Memoires pour servir a l'histoire de la Calotte

Chez le libraire de Momus , à Moropolis 1732, Pet. in-12 (7,5x13,3cm), (12) 192, 156, 161p. (7) et (8) 167pp. (1) ; (6) 152pp., 6 parties en 2 volumes reliés.


Seconde édition, augmentée d’une troisième partie, de cet ouvrage qui parut pour la première fois à Bâle en 1725. Le deuxième volume contient les cinquième et sixième parties en originale, Aux États Calotins (1754), De l’imprimerie Calotine. Ces Mémoires furent publiés plusieurs fois jusqu’en 1754. Cette édition a été publiée quelque part en Hollande. Les deux volumes ne contiennent pas la quatrième partie, car elle ne parut pas à part, mais fut intégrée à l’édition de 1735.
Reliures en plein veau blond d’époque. Dos lisses joliment ornés, roulettes en queue et tête. Pièce de titre en maroquin rouge et de tomaisons en maroquin beige. Menus frottements en coiffes et coins. Un coin émoussé. Bel exemplaire.
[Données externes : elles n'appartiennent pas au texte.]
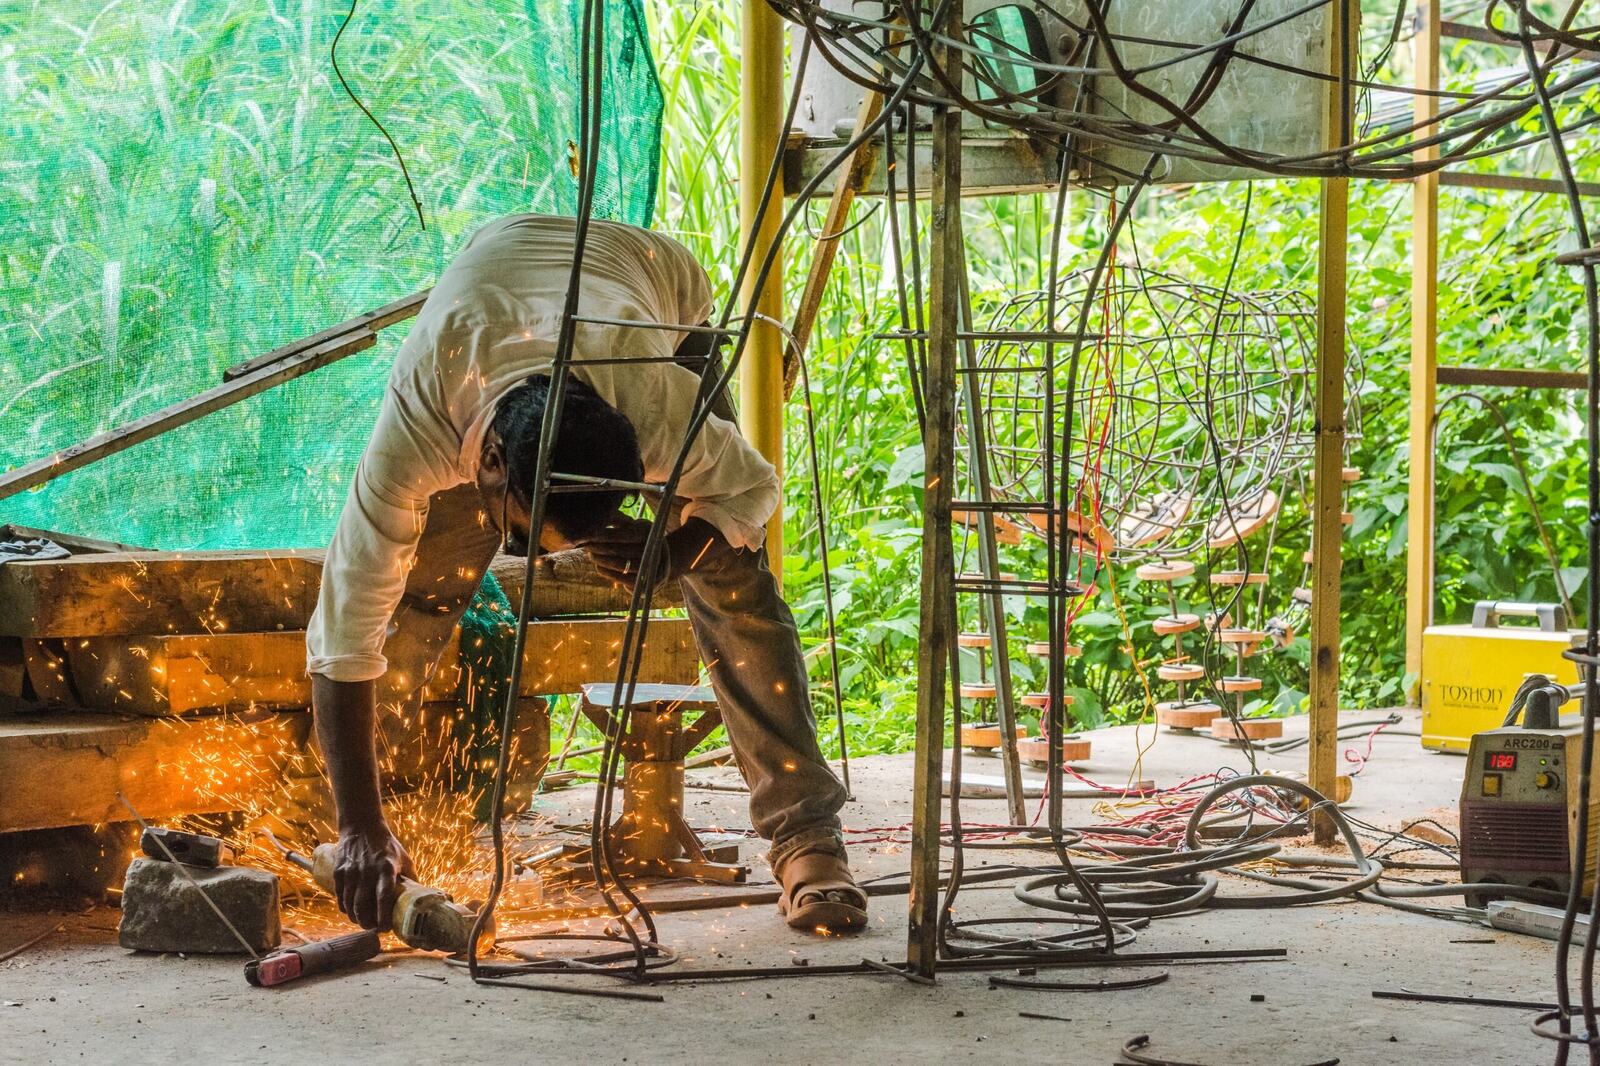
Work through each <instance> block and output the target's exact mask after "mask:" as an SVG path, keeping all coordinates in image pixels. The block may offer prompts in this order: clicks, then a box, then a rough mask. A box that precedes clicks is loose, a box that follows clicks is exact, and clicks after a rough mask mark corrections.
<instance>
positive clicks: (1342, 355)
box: [739, 0, 1432, 976]
mask: <svg viewBox="0 0 1600 1066" xmlns="http://www.w3.org/2000/svg"><path fill="white" fill-rule="evenodd" d="M1429 2H1432V0H1429ZM742 18H744V24H742V34H741V42H742V56H744V66H742V70H741V101H742V104H741V131H739V208H741V210H739V218H741V235H742V237H746V238H749V234H750V229H752V219H755V218H757V214H758V213H760V208H762V203H760V190H762V186H763V181H765V174H766V168H768V166H770V165H771V158H773V154H774V152H776V150H778V149H779V146H781V142H782V139H784V134H786V131H784V130H782V115H784V99H782V98H784V93H782V58H784V35H782V24H781V19H779V18H778V14H776V13H774V11H773V10H771V6H768V5H766V2H765V0H744V5H742ZM947 19H949V21H947V27H954V29H947V37H949V40H955V38H957V35H958V34H960V26H962V3H960V0H955V2H954V3H950V5H949V6H947ZM1358 21H1360V3H1358V0H1342V3H1341V5H1339V18H1334V19H1331V21H1330V35H1328V51H1326V56H1328V70H1330V72H1333V74H1334V75H1336V77H1334V78H1333V80H1330V82H1328V96H1326V130H1328V138H1330V146H1338V144H1347V142H1349V131H1350V115H1352V114H1354V110H1352V107H1354V93H1352V88H1350V78H1352V77H1354V70H1350V69H1344V70H1341V69H1339V56H1341V54H1344V51H1346V50H1344V40H1346V35H1354V34H1355V32H1357V27H1358V24H1360V22H1358ZM944 46H946V48H949V45H944ZM933 122H934V130H933V190H931V211H933V216H931V227H930V238H931V242H933V246H931V271H933V274H934V277H941V275H942V277H944V279H946V280H950V279H955V277H958V272H957V271H941V264H946V262H952V261H954V259H952V258H958V256H963V254H965V248H963V243H962V227H960V184H962V178H960V165H962V154H960V134H962V130H960V123H962V117H960V112H958V110H949V112H936V114H934V118H933ZM1336 138H1341V139H1336ZM774 197H778V198H779V200H778V202H781V197H782V189H776V190H774ZM776 205H778V203H773V208H776ZM1347 208H1349V179H1346V178H1336V179H1328V181H1325V182H1323V189H1322V205H1320V222H1318V230H1320V234H1318V235H1320V240H1318V272H1317V275H1318V280H1317V368H1315V373H1317V397H1315V403H1317V421H1315V451H1314V471H1312V487H1314V507H1312V629H1310V643H1312V683H1310V755H1309V767H1307V770H1309V773H1307V778H1309V781H1310V784H1312V787H1315V789H1318V791H1320V792H1323V794H1325V795H1331V794H1333V792H1334V784H1336V776H1338V763H1336V731H1338V714H1339V568H1341V559H1339V554H1341V541H1342V528H1344V527H1342V523H1341V509H1342V504H1341V485H1342V471H1344V432H1346V426H1344V400H1346V397H1344V335H1346V322H1344V319H1346V280H1347V279H1346V251H1347V218H1349V213H1347ZM778 214H779V213H778V210H768V211H766V213H765V218H766V219H768V222H766V224H765V226H763V235H762V237H760V243H758V246H757V250H755V256H757V259H758V258H760V256H762V254H765V250H766V248H770V246H771V245H773V243H774V242H776V232H774V230H776V219H778ZM768 226H771V229H768ZM779 261H781V259H779ZM778 277H781V274H779V275H778ZM954 296H955V295H954V291H949V293H947V291H944V288H941V285H938V283H934V285H933V287H931V291H930V323H928V371H926V375H928V376H926V381H925V391H926V442H928V443H926V450H925V522H926V527H925V533H923V543H922V570H923V576H922V632H920V642H918V698H917V711H918V714H917V755H915V784H914V831H912V836H914V842H912V855H910V866H912V869H910V874H912V884H910V904H909V906H910V927H909V943H907V962H909V965H910V970H912V972H914V973H917V975H922V976H931V975H933V973H934V970H936V965H938V920H939V885H938V877H939V852H941V847H939V832H941V820H942V802H941V779H939V778H941V770H942V755H944V723H946V703H947V682H949V679H947V663H949V645H950V640H954V629H955V618H954V611H952V610H950V603H952V600H950V589H949V581H950V578H952V576H954V573H952V551H954V546H952V536H950V504H952V480H954V440H955V360H957V357H958V339H957V330H958V320H960V315H958V309H957V301H955V298H954ZM744 299H746V301H750V299H757V301H758V311H760V312H762V314H765V315H770V317H771V319H774V320H776V319H781V315H782V287H781V285H770V287H768V290H766V291H762V293H750V291H746V293H744ZM739 389H741V397H739V399H741V410H742V415H741V418H742V429H744V432H746V435H747V437H749V439H750V440H752V442H754V443H755V445H757V448H758V450H760V451H762V453H763V455H765V456H766V458H768V459H770V461H771V463H773V464H774V466H779V469H782V467H781V464H782V439H784V437H782V427H784V386H782V335H781V331H779V330H778V328H776V327H773V325H770V323H766V322H758V323H757V327H755V331H754V335H752V338H750V343H749V347H747V351H746V355H744V367H742V368H741V378H739ZM1413 455H1414V451H1413ZM768 549H770V554H771V555H773V565H774V568H776V565H778V563H779V560H781V552H782V519H781V515H776V517H774V520H773V523H771V525H770V528H768ZM1314 828H1315V834H1317V839H1318V842H1323V844H1326V842H1331V839H1333V823H1331V821H1330V820H1326V818H1318V820H1315V826H1314Z"/></svg>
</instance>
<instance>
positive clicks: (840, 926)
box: [778, 852, 867, 933]
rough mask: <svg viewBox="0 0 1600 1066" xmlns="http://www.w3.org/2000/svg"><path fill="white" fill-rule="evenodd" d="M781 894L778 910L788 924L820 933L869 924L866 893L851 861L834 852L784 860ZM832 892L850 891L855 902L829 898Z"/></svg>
mask: <svg viewBox="0 0 1600 1066" xmlns="http://www.w3.org/2000/svg"><path fill="white" fill-rule="evenodd" d="M781 880H782V884H784V890H782V895H781V896H779V898H778V912H779V914H782V916H784V917H786V920H787V922H789V928H800V930H814V932H818V933H848V932H854V930H859V928H866V925H867V893H864V892H862V890H861V887H859V885H858V884H856V880H854V877H851V876H850V864H848V863H845V860H843V856H840V855H834V853H832V852H803V853H800V855H794V856H790V858H789V860H787V861H786V863H784V869H782V876H781ZM829 893H840V895H848V896H851V898H853V900H856V903H842V901H838V900H829V898H827V896H829Z"/></svg>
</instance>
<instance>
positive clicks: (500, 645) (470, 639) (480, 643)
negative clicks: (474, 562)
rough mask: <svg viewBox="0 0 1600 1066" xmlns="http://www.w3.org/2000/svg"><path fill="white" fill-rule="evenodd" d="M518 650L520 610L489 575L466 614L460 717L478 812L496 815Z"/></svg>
mask: <svg viewBox="0 0 1600 1066" xmlns="http://www.w3.org/2000/svg"><path fill="white" fill-rule="evenodd" d="M515 653H517V611H515V608H512V605H510V600H507V599H506V592H504V591H502V589H501V586H499V581H496V579H494V575H491V573H485V575H483V584H480V586H478V591H477V592H475V594H474V595H472V602H470V603H469V605H467V611H466V613H464V615H462V616H461V666H462V671H461V688H459V690H458V693H456V699H458V701H459V703H461V711H462V714H461V717H459V719H456V735H454V739H456V751H459V752H464V759H466V765H467V768H469V771H470V773H469V776H470V779H469V781H467V783H466V791H467V792H470V794H474V795H475V797H477V802H475V815H477V816H478V820H480V821H488V818H490V815H491V813H493V812H491V810H490V808H491V805H493V795H494V794H493V786H494V773H493V770H491V767H493V763H494V759H496V755H498V754H499V719H501V711H502V709H504V706H506V690H507V687H509V683H510V664H512V659H514V656H515Z"/></svg>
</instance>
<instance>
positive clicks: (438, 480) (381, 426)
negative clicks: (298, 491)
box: [306, 214, 867, 930]
mask: <svg viewBox="0 0 1600 1066" xmlns="http://www.w3.org/2000/svg"><path fill="white" fill-rule="evenodd" d="M574 248H576V224H574V221H573V219H568V218H557V216H539V214H517V216H510V218H506V219H501V221H498V222H491V224H490V226H486V227H483V229H482V230H478V232H477V234H475V235H474V237H472V238H470V240H469V242H467V246H466V248H464V250H462V251H461V254H459V256H458V258H456V261H454V262H451V266H450V267H448V269H446V271H445V274H443V275H442V277H440V279H438V285H435V287H434V291H432V293H430V295H429V298H427V303H424V304H422V311H421V314H418V319H416V323H414V325H413V327H411V333H410V335H408V336H406V339H405V343H403V344H402V347H400V354H398V355H397V359H395V365H394V371H392V373H390V378H389V387H387V389H386V392H384V400H382V408H381V411H379V415H378V426H376V429H374V431H373V437H371V440H370V442H368V445H366V451H365V455H363V456H362V463H360V466H358V467H357V472H355V479H354V482H352V485H350V495H349V498H347V501H346V504H344V512H342V514H341V515H339V527H338V530H336V531H334V536H333V544H330V547H328V559H326V563H325V565H323V575H322V594H320V597H318V600H317V610H315V613H314V615H312V619H310V626H309V631H307V639H306V643H307V659H309V661H307V669H309V672H310V674H312V699H314V706H315V720H317V738H318V741H320V744H322V751H323V759H325V762H326V765H328V776H330V779H331V784H333V797H334V804H336V807H338V821H339V858H338V868H336V880H338V896H339V908H341V909H342V911H344V912H346V914H347V916H350V917H352V919H354V920H357V922H360V924H362V925H363V927H368V928H381V927H382V925H386V924H387V922H389V914H390V911H392V909H394V900H395V879H397V877H398V876H400V874H403V872H406V874H408V872H410V858H408V856H406V852H405V845H403V844H402V842H400V840H398V839H395V836H394V832H392V831H390V829H389V824H387V821H386V820H384V812H382V804H381V799H379V787H381V781H379V771H378V757H376V744H374V733H376V717H378V703H379V691H382V698H384V699H386V701H389V699H394V698H398V699H402V701H405V699H411V701H414V699H419V693H418V690H419V688H421V687H422V683H424V680H426V677H427V675H429V674H430V672H432V669H434V666H435V664H437V661H438V656H440V655H442V653H443V650H445V643H446V640H448V639H450V634H451V631H453V629H454V626H456V621H458V619H459V618H461V613H462V611H464V610H466V605H467V602H469V600H470V599H472V594H474V592H475V591H477V587H478V583H480V579H482V576H483V573H485V570H486V568H488V565H490V562H491V560H493V557H494V552H496V551H498V549H501V547H502V546H504V547H506V549H507V551H510V552H514V554H518V555H520V554H526V544H528V541H530V539H531V538H538V544H539V547H541V549H544V551H560V549H565V547H574V546H578V547H586V549H587V551H589V554H590V555H592V557H594V560H595V565H597V567H598V570H600V571H602V573H605V575H608V576H613V578H616V579H618V581H622V583H624V584H632V583H634V581H635V579H637V576H638V560H640V555H642V552H643V544H645V535H646V531H648V528H650V527H648V523H645V522H640V520H635V519H627V517H626V515H622V514H621V511H619V507H621V504H622V503H624V501H626V495H624V493H621V491H600V493H595V491H582V493H550V495H549V496H547V501H546V514H544V523H542V528H539V530H530V528H528V525H530V496H531V490H533V472H534V461H536V455H538V437H539V423H541V419H542V416H544V405H546V402H547V394H549V387H550V378H549V373H550V367H552V362H554V357H555V339H557V333H558V331H560V325H562V309H563V306H565V303H566V287H568V280H570V275H571V266H573V258H574ZM710 306H712V301H710V282H709V280H707V277H706V272H704V271H702V269H701V266H699V264H698V262H696V261H694V259H693V256H691V254H690V253H688V250H685V248H683V246H682V245H678V243H677V242H674V240H670V238H667V237H662V235H659V234H651V232H648V230H642V229H635V227H632V226H619V224H614V222H600V221H595V222H592V224H590V227H589V238H587V245H586V251H584V262H582V274H581V282H579V314H581V315H584V317H589V319H608V320H626V322H642V323H667V325H685V327H690V325H696V323H702V322H706V319H707V317H709V314H710ZM686 339H693V335H688V333H680V331H675V330H662V328H651V327H643V325H640V327H616V325H600V323H592V322H579V323H578V333H576V344H574V349H573V360H574V362H573V363H571V367H570V375H568V384H566V399H565V405H563V411H562V423H560V431H558V435H557V440H555V450H554V456H552V461H550V467H552V471H555V472H558V474H584V475H590V477H606V479H616V480H624V482H654V483H659V482H664V480H666V479H667V475H669V474H670V471H672V464H674V461H675V459H677V455H678V451H680V448H682V443H683V437H685V434H686V429H688V424H690V418H691V413H693V407H694V397H696V392H698V389H699V378H698V375H696V373H693V371H690V370H688V368H686V367H683V365H678V363H675V362H669V360H670V359H672V357H685V352H686V351H688V344H685V341H686ZM614 360H624V362H614ZM627 360H637V362H627ZM650 360H654V362H650ZM723 410H726V408H723ZM677 496H678V498H677V501H675V504H674V506H675V511H677V515H675V517H677V527H675V528H674V530H672V531H670V533H667V538H666V546H664V547H666V552H664V557H666V559H664V568H666V573H664V576H662V579H677V581H678V587H680V589H682V592H683V602H685V605H686V607H688V615H690V624H691V626H693V629H694V640H696V643H698V645H699V653H701V658H702V659H704V663H707V664H709V669H710V683H712V688H714V690H715V693H717V703H718V706H720V709H722V719H723V722H725V725H726V728H728V739H730V741H731V744H733V751H734V755H736V759H738V763H739V770H741V771H742V773H744V778H746V781H747V783H749V786H750V818H752V821H754V824H755V831H757V832H758V834H760V836H762V837H765V839H766V840H771V852H770V860H771V866H773V872H774V876H776V877H778V880H779V882H781V885H782V888H784V893H782V901H781V903H779V909H781V911H782V912H784V914H786V916H787V920H789V924H790V925H792V927H795V928H816V927H822V928H832V930H840V928H859V927H861V925H864V924H866V903H867V901H866V895H864V893H862V892H861V890H859V888H858V887H856V885H854V882H853V880H851V876H850V868H848V864H846V861H845V847H843V840H842V837H840V823H838V810H840V807H842V805H843V802H845V792H843V787H840V784H838V779H837V778H835V776H834V773H832V770H829V767H827V763H826V762H824V759H822V752H821V749H819V747H818V741H816V722H814V719H813V715H811V703H810V695H808V691H806V667H805V659H803V658H802V653H800V639H798V632H797V629H795V623H794V616H792V615H790V613H789V607H787V605H786V603H784V600H782V597H781V595H779V592H778V584H776V581H774V579H773V575H771V571H770V570H768V567H766V552H765V547H763V543H765V525H766V520H768V519H770V517H771V515H773V512H774V511H776V507H778V499H779V483H778V477H776V474H774V471H773V467H771V464H768V463H766V461H765V459H763V458H762V456H760V455H758V453H757V451H755V450H754V448H752V447H750V445H749V443H746V440H744V439H742V437H741V435H739V431H738V427H736V426H734V424H733V423H731V421H728V419H726V418H722V416H717V415H712V416H710V418H709V419H707V423H706V426H704V427H702V429H701V432H699V434H698V435H696V439H694V443H693V447H691V448H690V453H688V459H686V463H685V464H683V474H682V479H680V480H678V488H677Z"/></svg>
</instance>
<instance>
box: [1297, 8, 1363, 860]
mask: <svg viewBox="0 0 1600 1066" xmlns="http://www.w3.org/2000/svg"><path fill="white" fill-rule="evenodd" d="M1358 19H1360V0H1344V3H1341V5H1338V6H1331V8H1328V69H1330V70H1331V72H1334V75H1338V74H1339V72H1341V69H1342V70H1344V72H1346V74H1349V70H1350V66H1352V64H1350V62H1349V59H1347V56H1346V40H1352V42H1354V40H1357V37H1355V34H1357V27H1358V26H1360V22H1358ZM1350 96H1352V93H1350V91H1349V83H1347V82H1346V83H1341V82H1338V80H1336V82H1330V83H1328V106H1326V112H1325V115H1323V120H1325V130H1326V138H1328V142H1330V146H1339V144H1347V142H1349V136H1350ZM1349 208H1350V182H1349V179H1346V178H1330V179H1326V181H1323V182H1322V213H1320V214H1322V218H1320V240H1318V245H1317V427H1315V448H1314V455H1312V487H1314V488H1312V491H1314V498H1312V538H1310V551H1312V578H1310V591H1312V599H1310V603H1312V611H1310V755H1309V760H1310V765H1309V767H1307V775H1306V776H1307V779H1309V783H1310V786H1312V787H1314V789H1317V791H1318V792H1322V794H1323V795H1334V794H1336V786H1338V776H1339V763H1338V730H1339V563H1341V559H1339V549H1341V541H1342V538H1344V523H1342V522H1341V520H1339V515H1341V512H1342V511H1344V499H1342V495H1341V490H1342V485H1344V327H1346V323H1344V309H1346V251H1347V245H1349ZM1312 829H1314V832H1315V837H1317V842H1318V844H1331V842H1333V829H1334V828H1333V820H1330V818H1326V816H1322V815H1318V816H1315V818H1314V820H1312Z"/></svg>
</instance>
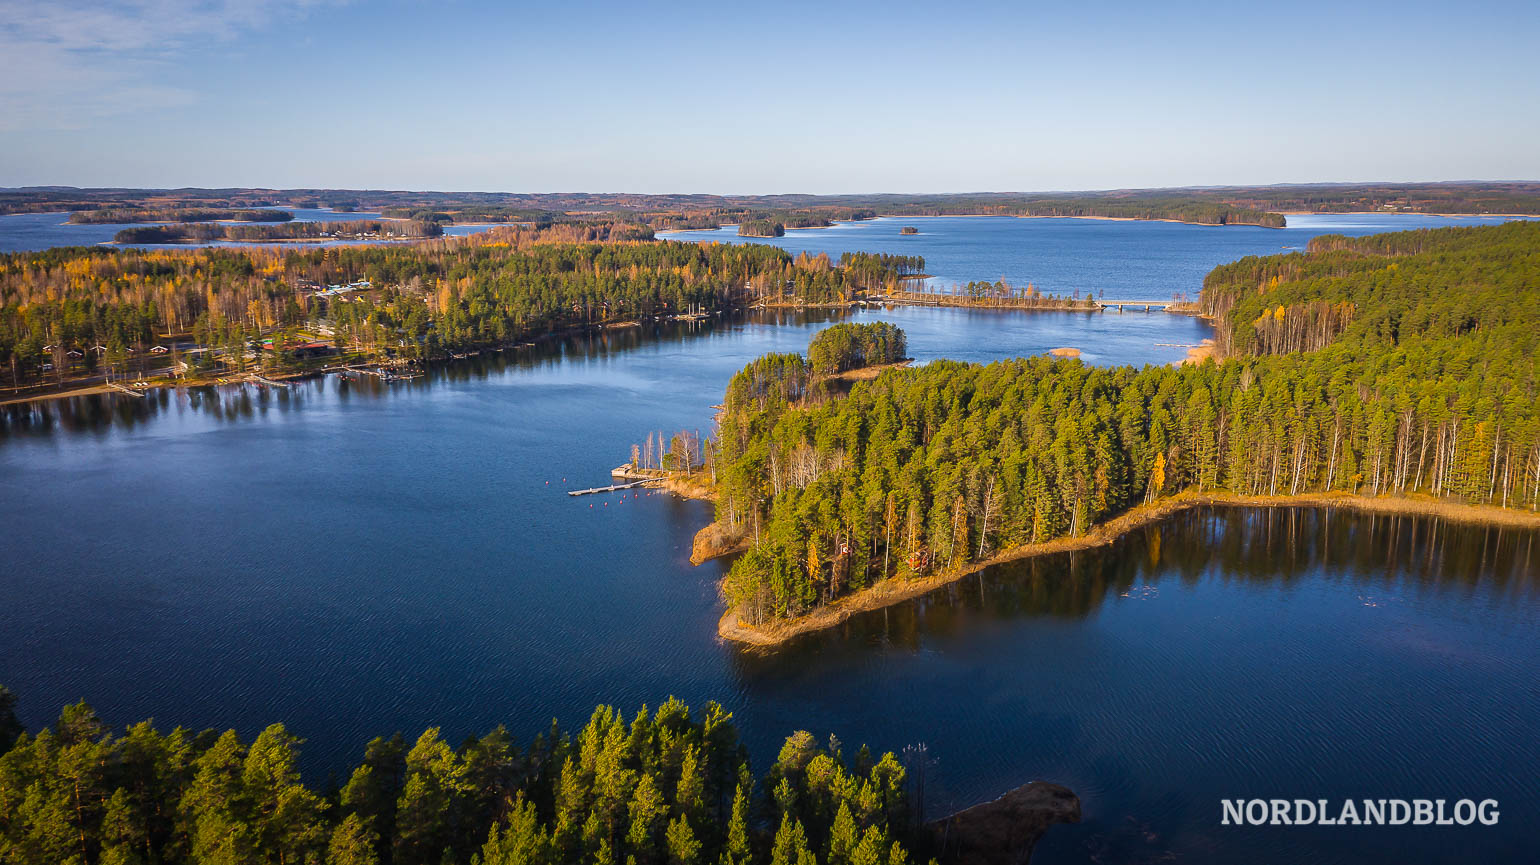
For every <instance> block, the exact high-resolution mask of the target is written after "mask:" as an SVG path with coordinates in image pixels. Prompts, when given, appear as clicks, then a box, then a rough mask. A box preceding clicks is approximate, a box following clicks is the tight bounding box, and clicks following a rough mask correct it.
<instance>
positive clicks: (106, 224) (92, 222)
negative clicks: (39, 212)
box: [68, 208, 294, 225]
mask: <svg viewBox="0 0 1540 865" xmlns="http://www.w3.org/2000/svg"><path fill="white" fill-rule="evenodd" d="M291 219H294V214H291V212H290V211H276V209H228V208H220V209H216V208H102V209H95V211H75V212H72V214H69V220H68V222H71V223H75V225H112V223H131V222H219V220H231V222H290V220H291Z"/></svg>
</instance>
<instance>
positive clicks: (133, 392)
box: [106, 382, 145, 399]
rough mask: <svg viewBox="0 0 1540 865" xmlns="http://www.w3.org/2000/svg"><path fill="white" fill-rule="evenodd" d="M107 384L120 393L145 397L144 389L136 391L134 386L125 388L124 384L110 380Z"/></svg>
mask: <svg viewBox="0 0 1540 865" xmlns="http://www.w3.org/2000/svg"><path fill="white" fill-rule="evenodd" d="M106 386H109V388H112V389H114V391H117V392H120V394H128V396H131V397H139V399H145V392H143V391H136V389H134V388H125V386H123V385H119V383H117V382H108V383H106Z"/></svg>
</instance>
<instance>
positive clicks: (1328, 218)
mask: <svg viewBox="0 0 1540 865" xmlns="http://www.w3.org/2000/svg"><path fill="white" fill-rule="evenodd" d="M1497 222H1503V219H1502V217H1429V215H1411V214H1341V215H1291V217H1289V228H1254V226H1244V225H1227V226H1212V225H1181V223H1169V222H1141V223H1127V222H1112V220H1089V219H1016V217H929V219H926V217H886V219H875V220H865V222H845V223H838V225H835V226H833V228H812V229H796V231H787V232H785V237H775V239H758V237H738V228H736V226H727V228H719V229H716V231H678V232H667V234H661V237H667V239H671V240H716V242H722V243H745V242H747V243H770V245H773V246H781V248H784V249H788V251H792V252H808V254H813V255H816V254H819V252H829V255H830V257H833V259H836V260H838V257H839V254H841V252H852V251H865V252H890V254H904V255H924V257H926V269H927V271H929V272H930V274H932V276H933V277H935V279H933V280H932V283H933V285H935V286H938V288H941V286H950V285H958V283H966V282H970V280H990V282H992V280H998V279H1004V280H1006V282H1009V283H1010V285H1027V283H1032V285H1036V286H1038V288H1040V289H1043V291H1050V292H1055V294H1066V296H1067V294H1075V292H1080V296H1083V297H1084V296H1087V294H1093V296H1096V297H1107V299H1117V300H1170V299H1172V296H1173V294H1186V296H1190V297H1197V294H1198V289H1200V288H1203V277H1204V274H1207V272H1209V271H1210V269H1214V268H1215V266H1217V265H1223V263H1226V262H1234V260H1235V259H1240V257H1244V255H1272V254H1277V252H1284V251H1289V249H1303V248H1304V245H1306V243H1309V240H1311V239H1312V237H1315V235H1318V234H1348V235H1354V237H1357V235H1363V234H1378V232H1384V231H1406V229H1412V228H1440V226H1448V225H1491V223H1497ZM906 225H912V226H915V228H918V229H919V234H915V235H902V234H899V232H898V229H899V228H902V226H906Z"/></svg>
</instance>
L’autre nom du régiment de la Calotte fut celui de la Confrérie des fous, société littéraire secrète à l’origine militaire qui fut formée sous Louis XIV, ses principaux collaborateurs, en guerre contre la corruption des mœurs et l’Académie française, furent l’abbé Guyot-Desfontaine, Piron, Grécourt, Plantavit de la Pause, Gacon, l’abbé Macon, etc. La meilleure définition qu’on peut en trouver est donné par Picart dans son ouvrage : Cérémonies et coutumes religieuses de tous les peuples du monde ; voici ce qu’il en dit :
« Le régiment de la Calotte doit sa naissance à quelques beaux esprits de la Cour, qui formèrent il y a quelques années une société. Ils se proposèrent pour but de corriger les moeurs, de réformer le style à la mode en le tournant en ridicule, et d’ériger un tribunal opposé à celui de l’Académie française. Les membres de cette nouvelle compagnie ayant prévu qu’on ne manquerait de les accuser de légèreté sur la difficulté de leur entreprise, jugèrent à propos de prendre une calotte de plomb, et le nom de Régiment de la Calotte. Voici quelle en fut l’occasion : vers la fin du règne de Louis XIV, M. de Torsac, exempt des gardes-du-corps, M. Aymon, porte-manteau du roi, et divers autres officiers, ayant un jour fait mille plaisanteries sur un mal de tête dont l’un d’entre eux souffrait extrêmement, proposèrent une calotte de plomb au malade. La conversation s’étant échauffée, ils s’avisèrent de créer un régiment composé uniquement de personnes distinguées par l’extravagance de leurs discours ou de leurs actions. Ils le nommèrent le régiment de la Calotte, en faveur de la calotte de plomb ; et d’un consentement unanime le sieur Aymon en fut aussitôt élu général [...] Plusieurs personnes de distinction se rangèrent sous les étendards du régiment, et chacun se faisait une occupation sérieuse de relever par des traits de raillerie les défauts des gens les plus considérables, et les fautes qui leur échappaient. »
Ex-libris aux armes de Joseph Justine Pinseau de la Ménardière.